Leonard Nimoy had helped bridge the gap between the wasteland of the late 1960s and the emergence and legitimization of geek culture in the 1980s. By the time the technology revolution launched in the 1990s, Star Trek was an established, respected brand in movies and television. Such acceptance may have fueled and ignited many an imagination for what huge and exciting industrial advancements were to come and Star Trek, with Spock, Kirk and McCoy in particular, led the way in cultivating an American, pro-Western, pro-industrial, pro-reason sense of life. In the words of Mr. Spock, and the late Leonard Nimoy had a hand in this, too: “Live long and prosper.”

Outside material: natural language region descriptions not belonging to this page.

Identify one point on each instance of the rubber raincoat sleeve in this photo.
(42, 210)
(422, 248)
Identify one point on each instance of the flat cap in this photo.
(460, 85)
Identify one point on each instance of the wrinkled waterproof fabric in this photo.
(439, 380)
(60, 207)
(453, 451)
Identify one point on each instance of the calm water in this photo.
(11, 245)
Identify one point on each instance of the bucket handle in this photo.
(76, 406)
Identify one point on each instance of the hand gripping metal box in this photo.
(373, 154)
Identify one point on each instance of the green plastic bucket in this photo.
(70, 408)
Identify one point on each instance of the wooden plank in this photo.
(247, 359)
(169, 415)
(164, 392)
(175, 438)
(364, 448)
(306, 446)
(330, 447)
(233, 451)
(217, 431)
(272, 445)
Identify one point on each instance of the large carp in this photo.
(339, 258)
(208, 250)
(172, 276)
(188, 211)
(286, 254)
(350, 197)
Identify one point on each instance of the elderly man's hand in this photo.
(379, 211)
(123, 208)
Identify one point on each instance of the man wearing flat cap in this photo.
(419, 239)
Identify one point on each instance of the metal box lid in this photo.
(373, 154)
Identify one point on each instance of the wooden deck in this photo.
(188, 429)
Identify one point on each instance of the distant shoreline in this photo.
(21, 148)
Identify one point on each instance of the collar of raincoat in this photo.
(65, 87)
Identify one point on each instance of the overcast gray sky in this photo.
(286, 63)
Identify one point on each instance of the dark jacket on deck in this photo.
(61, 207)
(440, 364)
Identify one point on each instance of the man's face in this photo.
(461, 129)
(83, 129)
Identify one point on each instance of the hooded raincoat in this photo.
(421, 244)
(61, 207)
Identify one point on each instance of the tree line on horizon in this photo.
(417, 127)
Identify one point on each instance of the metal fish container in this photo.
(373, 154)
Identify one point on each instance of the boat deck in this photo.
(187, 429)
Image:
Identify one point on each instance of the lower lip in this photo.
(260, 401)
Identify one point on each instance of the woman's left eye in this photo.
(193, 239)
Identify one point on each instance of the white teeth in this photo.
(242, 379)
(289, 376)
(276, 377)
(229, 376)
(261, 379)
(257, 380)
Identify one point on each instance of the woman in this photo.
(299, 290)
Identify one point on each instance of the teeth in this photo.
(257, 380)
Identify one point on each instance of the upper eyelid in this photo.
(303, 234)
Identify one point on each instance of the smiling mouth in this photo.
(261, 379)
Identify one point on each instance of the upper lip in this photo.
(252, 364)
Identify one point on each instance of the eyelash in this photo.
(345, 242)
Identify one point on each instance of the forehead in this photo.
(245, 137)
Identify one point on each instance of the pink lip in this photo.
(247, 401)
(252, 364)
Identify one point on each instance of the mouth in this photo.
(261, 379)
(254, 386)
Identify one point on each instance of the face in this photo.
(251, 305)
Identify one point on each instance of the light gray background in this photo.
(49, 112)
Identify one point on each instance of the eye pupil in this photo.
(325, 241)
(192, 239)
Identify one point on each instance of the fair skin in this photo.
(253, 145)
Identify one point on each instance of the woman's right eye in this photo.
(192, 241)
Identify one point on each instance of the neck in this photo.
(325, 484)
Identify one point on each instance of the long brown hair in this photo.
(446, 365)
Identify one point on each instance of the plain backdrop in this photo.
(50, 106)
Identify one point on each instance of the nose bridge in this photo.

These days, with the White House refusing to name an Islamic worldwide barbarian invasion as Islamic, it is all too rare to encounter such a blatantly pro-Western civilization, pro-capitalist, secular-rational-selfish formulation and his remarkable career on and off screen is as uniquely subversive and unusual as the roles he chose to portray (and he apparently did choose to portray Spock). May his Mr. Spock and what this iconic character means—the lone voice of reason defined by volition, not by blood, tradition or religion, acting on his own judgment, often against the collective and refusing to just follow orders—inspire future generations to be bold and radical in the spirit of uncompromising enterprise and may Leonard Nimoy rest in peace.